The relevant SPC for Tadalafil was due to expire at midnight on Monday 13 November 2017.  ICOS however convinced the CA to stay the order revoking the patent in order to allow for an urgent application in the Patents Court for an interim injunction pending leave to appeal to the Supreme Court.  In the event, the application was heard urgently on Friday 10 November. 

The Judge considered the principles governing interim injunctive relief pending appeal which had been decided by the CA in Novartis v Hospira ([2013] EWCA Civ 583).  It was the Novartis decision which gave guidance that a generic pharma company's path clearing exercise would be well-advised to commence in sufficient time, prior to any product launch, to obtain a decision not only at first instance, but also on appeal.  This time is roughly 2½ years before launch (and the Claimants had met this deadline in the main action).  Success for ICOS in this injunction application could have effectively meant this period extending back by an additional 2½ years to allow for a typically slow-moving Supreme Court appeal.
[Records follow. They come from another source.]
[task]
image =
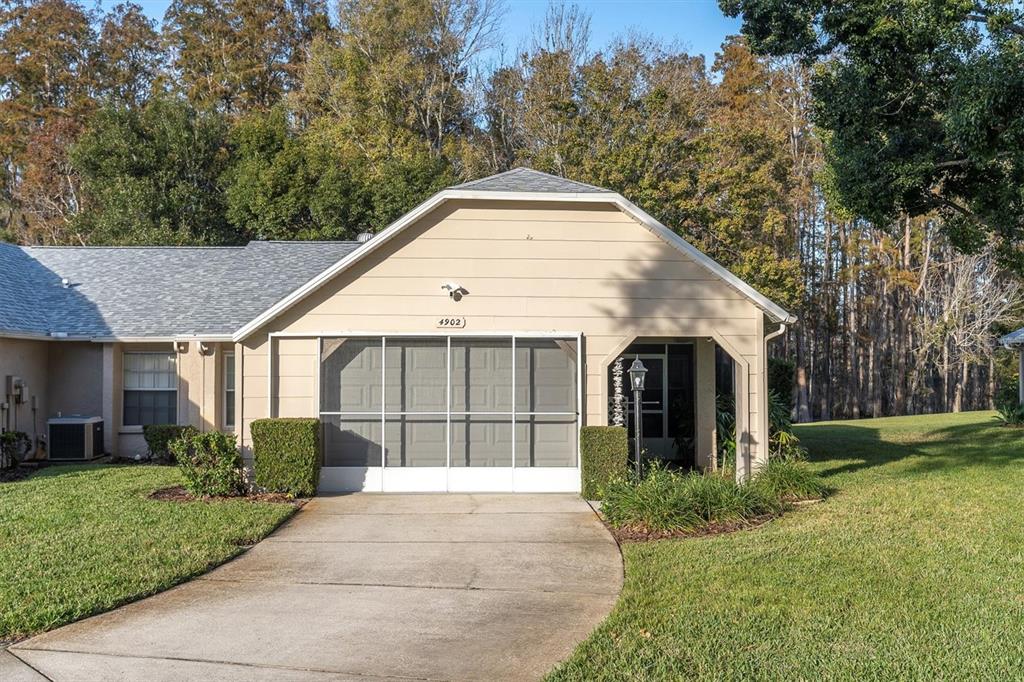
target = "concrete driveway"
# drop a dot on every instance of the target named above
(437, 587)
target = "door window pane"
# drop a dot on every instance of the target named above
(350, 375)
(481, 441)
(545, 440)
(415, 440)
(545, 379)
(351, 441)
(481, 375)
(415, 375)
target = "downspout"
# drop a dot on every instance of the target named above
(764, 416)
(1020, 371)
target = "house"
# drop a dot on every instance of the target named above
(459, 349)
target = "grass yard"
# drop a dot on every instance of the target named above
(79, 540)
(913, 569)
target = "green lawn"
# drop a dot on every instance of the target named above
(76, 541)
(913, 569)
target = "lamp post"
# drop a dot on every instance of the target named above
(637, 374)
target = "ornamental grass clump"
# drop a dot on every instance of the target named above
(665, 502)
(790, 480)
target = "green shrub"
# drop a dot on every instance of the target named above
(159, 437)
(668, 501)
(788, 480)
(210, 463)
(782, 442)
(1011, 413)
(13, 446)
(286, 455)
(604, 453)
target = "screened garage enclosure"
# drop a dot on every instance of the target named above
(451, 413)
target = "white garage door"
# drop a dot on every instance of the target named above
(450, 413)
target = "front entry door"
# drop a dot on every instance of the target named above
(668, 400)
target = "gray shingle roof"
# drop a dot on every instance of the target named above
(127, 292)
(527, 179)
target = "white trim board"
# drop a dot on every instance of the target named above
(770, 308)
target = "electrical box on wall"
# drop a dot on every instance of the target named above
(15, 389)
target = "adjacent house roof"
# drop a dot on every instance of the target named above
(144, 292)
(171, 292)
(527, 179)
(1014, 338)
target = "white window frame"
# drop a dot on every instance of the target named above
(125, 389)
(229, 363)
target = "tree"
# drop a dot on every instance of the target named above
(151, 175)
(240, 55)
(128, 57)
(922, 104)
(284, 184)
(46, 89)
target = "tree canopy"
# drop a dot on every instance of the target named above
(921, 100)
(833, 157)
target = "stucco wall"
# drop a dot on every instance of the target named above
(75, 379)
(527, 267)
(28, 359)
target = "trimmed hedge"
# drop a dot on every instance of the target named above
(604, 451)
(209, 463)
(286, 455)
(160, 436)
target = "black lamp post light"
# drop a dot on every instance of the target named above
(637, 374)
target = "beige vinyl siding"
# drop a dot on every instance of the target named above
(527, 267)
(75, 379)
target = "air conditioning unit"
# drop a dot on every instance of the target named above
(76, 438)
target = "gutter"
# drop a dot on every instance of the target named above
(777, 333)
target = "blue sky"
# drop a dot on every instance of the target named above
(697, 26)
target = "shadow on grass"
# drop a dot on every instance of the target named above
(857, 445)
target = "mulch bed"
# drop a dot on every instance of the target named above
(178, 494)
(15, 473)
(641, 534)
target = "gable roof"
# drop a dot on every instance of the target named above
(147, 292)
(124, 293)
(527, 179)
(536, 186)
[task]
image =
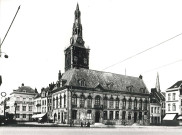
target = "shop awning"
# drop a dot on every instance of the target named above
(39, 115)
(169, 117)
(179, 118)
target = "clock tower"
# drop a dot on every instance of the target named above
(76, 55)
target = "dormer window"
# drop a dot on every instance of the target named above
(81, 82)
(130, 88)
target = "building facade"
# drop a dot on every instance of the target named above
(21, 103)
(83, 95)
(157, 104)
(173, 104)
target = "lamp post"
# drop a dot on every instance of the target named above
(15, 105)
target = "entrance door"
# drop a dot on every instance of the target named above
(135, 117)
(97, 116)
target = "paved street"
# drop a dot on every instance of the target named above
(90, 131)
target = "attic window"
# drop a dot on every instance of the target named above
(81, 82)
(110, 85)
(130, 88)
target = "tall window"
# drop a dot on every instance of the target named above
(174, 107)
(89, 114)
(60, 102)
(30, 108)
(123, 115)
(169, 96)
(24, 108)
(53, 102)
(151, 109)
(124, 103)
(56, 102)
(64, 100)
(97, 100)
(135, 103)
(24, 115)
(169, 107)
(74, 114)
(105, 102)
(82, 101)
(111, 102)
(18, 98)
(74, 100)
(105, 115)
(174, 96)
(111, 115)
(129, 103)
(129, 116)
(140, 104)
(117, 115)
(17, 108)
(89, 103)
(117, 103)
(145, 104)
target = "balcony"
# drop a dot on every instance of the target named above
(123, 107)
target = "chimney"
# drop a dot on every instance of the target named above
(141, 77)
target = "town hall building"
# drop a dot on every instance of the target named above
(83, 95)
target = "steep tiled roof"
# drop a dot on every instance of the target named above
(24, 89)
(176, 85)
(108, 81)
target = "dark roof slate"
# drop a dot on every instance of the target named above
(107, 80)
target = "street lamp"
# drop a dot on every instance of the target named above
(15, 105)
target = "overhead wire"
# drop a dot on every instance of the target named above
(142, 51)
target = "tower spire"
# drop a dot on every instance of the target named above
(157, 86)
(76, 38)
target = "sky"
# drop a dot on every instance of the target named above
(114, 30)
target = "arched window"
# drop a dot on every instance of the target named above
(129, 103)
(89, 104)
(174, 107)
(82, 101)
(74, 100)
(117, 103)
(97, 100)
(105, 102)
(111, 103)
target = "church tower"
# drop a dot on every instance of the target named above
(76, 55)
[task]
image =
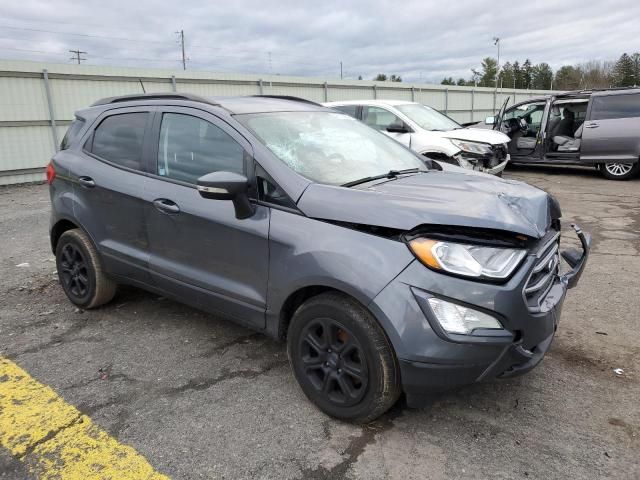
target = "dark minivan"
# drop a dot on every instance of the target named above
(384, 271)
(599, 128)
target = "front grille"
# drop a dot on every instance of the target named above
(543, 274)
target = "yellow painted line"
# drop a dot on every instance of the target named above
(55, 440)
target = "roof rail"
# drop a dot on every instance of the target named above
(289, 97)
(153, 96)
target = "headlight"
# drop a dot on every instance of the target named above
(455, 318)
(468, 260)
(472, 147)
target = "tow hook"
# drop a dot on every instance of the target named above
(576, 259)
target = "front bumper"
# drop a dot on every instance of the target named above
(432, 361)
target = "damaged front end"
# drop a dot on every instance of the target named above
(493, 160)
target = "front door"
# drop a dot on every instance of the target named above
(382, 119)
(199, 250)
(522, 123)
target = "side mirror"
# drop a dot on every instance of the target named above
(397, 128)
(227, 186)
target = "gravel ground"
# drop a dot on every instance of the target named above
(200, 397)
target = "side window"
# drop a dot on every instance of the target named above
(351, 110)
(379, 118)
(615, 106)
(191, 147)
(270, 192)
(72, 132)
(118, 139)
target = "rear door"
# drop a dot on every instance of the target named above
(612, 129)
(108, 183)
(199, 250)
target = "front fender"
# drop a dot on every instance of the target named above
(306, 252)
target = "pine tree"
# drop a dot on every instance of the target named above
(623, 71)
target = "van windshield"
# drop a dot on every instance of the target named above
(428, 118)
(330, 148)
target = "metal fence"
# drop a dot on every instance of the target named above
(37, 100)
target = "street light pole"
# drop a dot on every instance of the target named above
(496, 41)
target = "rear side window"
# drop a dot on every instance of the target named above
(615, 106)
(72, 133)
(119, 138)
(351, 110)
(191, 147)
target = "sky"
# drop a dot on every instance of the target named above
(422, 41)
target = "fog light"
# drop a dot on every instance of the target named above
(458, 319)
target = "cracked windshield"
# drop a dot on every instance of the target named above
(329, 147)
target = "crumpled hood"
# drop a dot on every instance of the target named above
(435, 198)
(477, 135)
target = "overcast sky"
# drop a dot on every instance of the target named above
(419, 40)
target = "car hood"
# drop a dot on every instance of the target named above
(436, 198)
(477, 135)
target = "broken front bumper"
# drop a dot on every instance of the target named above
(432, 360)
(484, 165)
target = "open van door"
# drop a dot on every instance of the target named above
(498, 120)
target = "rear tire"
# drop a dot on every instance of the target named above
(619, 171)
(80, 271)
(342, 359)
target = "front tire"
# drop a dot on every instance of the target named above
(619, 171)
(80, 271)
(342, 359)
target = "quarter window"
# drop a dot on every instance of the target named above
(72, 132)
(191, 147)
(615, 106)
(119, 138)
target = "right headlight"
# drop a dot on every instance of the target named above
(468, 260)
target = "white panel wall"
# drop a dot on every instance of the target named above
(26, 139)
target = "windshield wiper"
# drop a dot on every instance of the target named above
(390, 174)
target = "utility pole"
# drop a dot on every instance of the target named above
(77, 56)
(181, 40)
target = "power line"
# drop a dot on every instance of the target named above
(77, 55)
(81, 34)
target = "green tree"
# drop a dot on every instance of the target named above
(541, 77)
(489, 72)
(624, 71)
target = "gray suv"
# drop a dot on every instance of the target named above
(599, 128)
(384, 271)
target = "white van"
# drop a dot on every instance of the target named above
(431, 133)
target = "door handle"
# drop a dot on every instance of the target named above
(86, 182)
(166, 206)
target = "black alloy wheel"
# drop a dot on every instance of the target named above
(73, 271)
(333, 361)
(342, 358)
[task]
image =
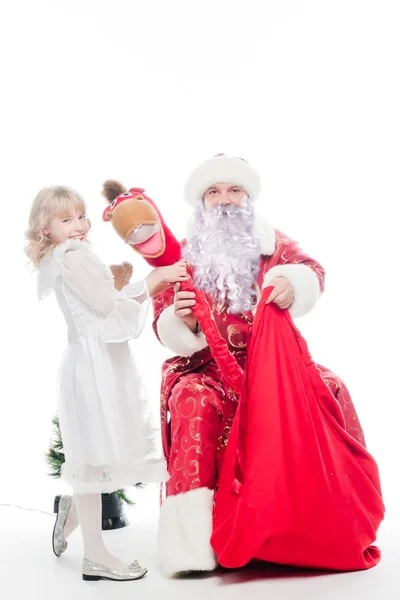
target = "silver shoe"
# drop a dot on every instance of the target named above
(94, 572)
(59, 542)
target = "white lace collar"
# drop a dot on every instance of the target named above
(49, 269)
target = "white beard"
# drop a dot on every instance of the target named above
(225, 254)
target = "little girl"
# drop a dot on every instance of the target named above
(108, 437)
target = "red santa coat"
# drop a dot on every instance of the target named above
(195, 369)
The Judge considered the first question: whether ICOS' application for permission to appeal, and any subsequent appeal to the Supreme Court had real prospects of success.  ICOS argued that the CA had fallen into error on an important point of law - whether a route could be obvious to try even where there was no reasonable expectation of success.  The CA had held that even where the results of an entirely routine test were unpredictable, nonetheless there may be a finding of obviousness because it was not inventive to carry out a routine test even if the test resulted in an unexpected bonus.  The Judge held that the CA had merely applied the facts as found by the trial judge, to existing and settled principles of law.  In addition, the Judge observed that unlike the appellant's situation in Novartis, here ICOS had been refused leave to appeal to the Supreme Court with three CA judges finding that the case raised no point of law of general public importance (a key threshold for Supreme Court appeals).  As a result, Henry Carr J held that ICOS had not even overcome the first hurdle of a realistic prospect of success. 

In case he was wrong on that, the Judge went on to consider unquantifiable harm and the balance of convenience.  He held that ICOS had not shown that it would suffer unquantifiable damage if the injunction were refused and later reinstated.  The Judge relied on three factors. First, following any Supreme Court appeal the patent in suit would only have a few months of life remaining before it expired.  As such, any future enquiry as to damages would involve entirely historical sales data.  Second, the ICOS branded product essentially had a fixed list price and ICOS had not suggested that it would reduce the price in the face of generic competition.  Finally, ICOS' evidence indicated that the market for Tadalafil was essentially flat.  All this led the Judge to find that any damage that ICOS might suffer would be readily quantifiable.

The Judge then considered, if this were wrong, and ICOS did suffer some unquantifiable damage, whether such damage would outweigh any unquantifiable damage which would be suffered by the Claimants if the injunction were granted but later dismissed.  He found that any such loss by ICOS would be significantly outweighed by the Claimants' unquantifiable losses.  The Judge relied on the fact that the Claimants would be the "first movers" in the market for generic Tadalafil.  After any appeal, it was foreseeable that there were likely to be many other generic companies ready to enter the market and as such, the market conditions would be entirely different at that time and sales would be very difficult to quantify.

ICOS had therefore failed to overcome any of the required American Cyanamid hurdles – serious issue to be tried on appeal, unquantifiable damage and balance of convenience.  After such a robust decision by Henry Carr J (albeit on its own facts), it seems doubtful that we will see many future applications for grant of an interim injunction pending appeal to the Supreme Court.